Chris Jericho was on 104.9 The Wolf with Drew Dalby to talk his then upcoming Fozzy show in Regina, Saskatchewan. “The Man of a 1,004 Holds” touched on several wrestling topics including his options being open as far as his in-ring career goes, constantly reinventing himself, and how he would be totally fine retiring after he realizes he can’t “go” anymore. Below are quotes and below that is the entire interview in which he talks Fozzy, KISS, Metallica and other “Ayatollah Of Rock n’ Rollah” topics (transcription credit should go to @DominicDeAngelo at WrestleZone):
Chris Jericho on what his next stop may be in wrestling (if there is one):
I have spoken to people in all those organizations that you’ve mentioned. IMPACT I had a great conversation with them the other day in Toronto and there’s some great matches I could have there. And why wouldn’t I go if it was right? There’s a lot of matches in Japan I would still like to have. Is Tony Khan opening his own company? I’ve heard nothing that says he’s not. And of course WWE is WWE. I have an almost 20 year history there. I could walk in the door tomorrow and know exactly what to do to get that reaction.
On “The List” and not suffering from complacency:
I’ll tell you one thing too, there won’t be a List. That’s done. I don’t feel it anymore.

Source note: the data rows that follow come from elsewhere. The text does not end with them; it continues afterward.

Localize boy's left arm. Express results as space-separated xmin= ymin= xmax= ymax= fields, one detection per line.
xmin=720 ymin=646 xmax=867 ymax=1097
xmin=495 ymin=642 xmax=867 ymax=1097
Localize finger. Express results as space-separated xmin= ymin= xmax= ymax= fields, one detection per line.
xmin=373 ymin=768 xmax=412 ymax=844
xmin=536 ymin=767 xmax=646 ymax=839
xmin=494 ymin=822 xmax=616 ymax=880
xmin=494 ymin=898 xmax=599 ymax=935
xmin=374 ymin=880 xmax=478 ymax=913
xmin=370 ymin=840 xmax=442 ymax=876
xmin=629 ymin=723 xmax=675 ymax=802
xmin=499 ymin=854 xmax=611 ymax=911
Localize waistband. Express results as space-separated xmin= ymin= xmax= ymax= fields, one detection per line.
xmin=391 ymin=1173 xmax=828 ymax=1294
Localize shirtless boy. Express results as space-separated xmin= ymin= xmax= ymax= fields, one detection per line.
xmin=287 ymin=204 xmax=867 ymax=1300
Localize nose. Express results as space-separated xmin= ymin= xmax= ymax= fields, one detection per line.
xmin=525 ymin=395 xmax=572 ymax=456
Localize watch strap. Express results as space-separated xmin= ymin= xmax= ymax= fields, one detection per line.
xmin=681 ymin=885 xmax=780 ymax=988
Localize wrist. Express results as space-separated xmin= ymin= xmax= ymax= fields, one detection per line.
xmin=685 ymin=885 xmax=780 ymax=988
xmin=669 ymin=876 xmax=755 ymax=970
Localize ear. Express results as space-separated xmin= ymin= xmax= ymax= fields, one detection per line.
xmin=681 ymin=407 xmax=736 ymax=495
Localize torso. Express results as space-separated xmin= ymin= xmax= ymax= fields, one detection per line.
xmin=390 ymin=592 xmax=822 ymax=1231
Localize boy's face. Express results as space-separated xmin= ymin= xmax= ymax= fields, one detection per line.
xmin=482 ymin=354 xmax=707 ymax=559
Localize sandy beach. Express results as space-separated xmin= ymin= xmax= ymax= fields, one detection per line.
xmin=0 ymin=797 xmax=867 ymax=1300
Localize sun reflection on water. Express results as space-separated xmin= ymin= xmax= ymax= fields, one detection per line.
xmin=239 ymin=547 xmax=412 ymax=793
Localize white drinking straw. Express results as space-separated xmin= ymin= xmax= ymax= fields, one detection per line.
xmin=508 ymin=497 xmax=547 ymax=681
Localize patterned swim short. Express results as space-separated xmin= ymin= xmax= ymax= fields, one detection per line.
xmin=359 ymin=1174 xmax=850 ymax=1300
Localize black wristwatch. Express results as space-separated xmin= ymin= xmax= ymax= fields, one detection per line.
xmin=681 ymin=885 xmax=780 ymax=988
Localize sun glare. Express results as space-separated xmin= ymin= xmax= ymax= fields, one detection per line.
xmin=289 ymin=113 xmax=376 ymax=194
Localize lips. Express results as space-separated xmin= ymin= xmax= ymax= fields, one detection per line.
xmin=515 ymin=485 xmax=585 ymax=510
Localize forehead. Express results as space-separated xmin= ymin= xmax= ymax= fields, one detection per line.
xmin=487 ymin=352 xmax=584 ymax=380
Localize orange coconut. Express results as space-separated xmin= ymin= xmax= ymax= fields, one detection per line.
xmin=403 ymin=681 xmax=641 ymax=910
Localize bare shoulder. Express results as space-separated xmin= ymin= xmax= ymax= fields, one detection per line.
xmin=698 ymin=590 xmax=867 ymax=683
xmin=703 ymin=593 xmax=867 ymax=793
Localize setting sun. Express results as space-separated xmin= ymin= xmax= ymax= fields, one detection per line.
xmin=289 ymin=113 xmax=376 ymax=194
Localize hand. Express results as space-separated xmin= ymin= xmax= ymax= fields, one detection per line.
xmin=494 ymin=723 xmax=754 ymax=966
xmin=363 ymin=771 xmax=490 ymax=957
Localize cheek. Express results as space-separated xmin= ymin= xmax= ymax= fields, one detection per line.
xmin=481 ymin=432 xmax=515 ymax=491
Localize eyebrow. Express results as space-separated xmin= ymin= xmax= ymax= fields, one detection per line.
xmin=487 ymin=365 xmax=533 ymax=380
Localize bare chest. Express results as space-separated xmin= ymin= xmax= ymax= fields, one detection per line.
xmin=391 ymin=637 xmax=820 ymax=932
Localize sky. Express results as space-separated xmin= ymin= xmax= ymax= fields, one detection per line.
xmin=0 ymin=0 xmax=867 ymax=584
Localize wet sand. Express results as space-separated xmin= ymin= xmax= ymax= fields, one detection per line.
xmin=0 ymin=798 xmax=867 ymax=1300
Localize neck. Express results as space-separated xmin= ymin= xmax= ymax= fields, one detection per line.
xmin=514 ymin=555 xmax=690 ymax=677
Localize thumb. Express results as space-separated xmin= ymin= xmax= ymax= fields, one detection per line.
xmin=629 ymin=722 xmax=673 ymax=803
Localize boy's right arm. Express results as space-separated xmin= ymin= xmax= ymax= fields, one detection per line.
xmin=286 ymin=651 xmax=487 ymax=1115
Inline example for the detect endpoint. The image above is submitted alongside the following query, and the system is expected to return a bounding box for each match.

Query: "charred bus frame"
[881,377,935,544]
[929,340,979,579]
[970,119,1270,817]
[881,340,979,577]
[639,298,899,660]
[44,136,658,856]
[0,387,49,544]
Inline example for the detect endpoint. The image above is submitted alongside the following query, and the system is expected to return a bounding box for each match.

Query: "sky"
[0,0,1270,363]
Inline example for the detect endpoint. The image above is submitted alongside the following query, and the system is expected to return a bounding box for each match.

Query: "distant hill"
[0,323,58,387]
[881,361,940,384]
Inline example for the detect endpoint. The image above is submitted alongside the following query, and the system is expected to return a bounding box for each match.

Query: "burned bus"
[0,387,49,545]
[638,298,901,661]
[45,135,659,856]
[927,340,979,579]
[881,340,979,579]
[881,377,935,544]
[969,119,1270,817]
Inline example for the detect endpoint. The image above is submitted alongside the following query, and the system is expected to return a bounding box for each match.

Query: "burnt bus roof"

It doesn’t feel that way. Or maybe it will. But right now the thought of walking out with a List I just don’t feel that. When I see DX for example, they come out with DX shirts or that sort of thing, it doesn’t feel the same. They should change the name or something. But that’s their thing. My thing is never do the same thing because that’s when people just get bored of you – complacent. I don’t like that. If I’m gonna still be wrestling I still want to be at the top of my game and still creating moments that people will always remember and the only way I can do that is changing who I am as a character and what I do in the ring and out of the ring that’s constantly evolving.
On how he’d like to “go out” in wrestling:
I’ll never do the big say “goodbye to Ric Flair” type thing. I can’t think of anything more cringe-worthy for me. For me! For Ric it was awesome, I was out there with him, but for me I don’t want that. Maybe I had my last match. I’m not gonna tell anybody. I’ll know. I’ll know during my last match when it’s my last match because if I can’t move or I feel that the match sucks or I feel like I’m not relevant or I’m not keeping up or I’m too fast too slow, whatever. I’ll know and then I just won’t do it. That’s the way I’d like to do it.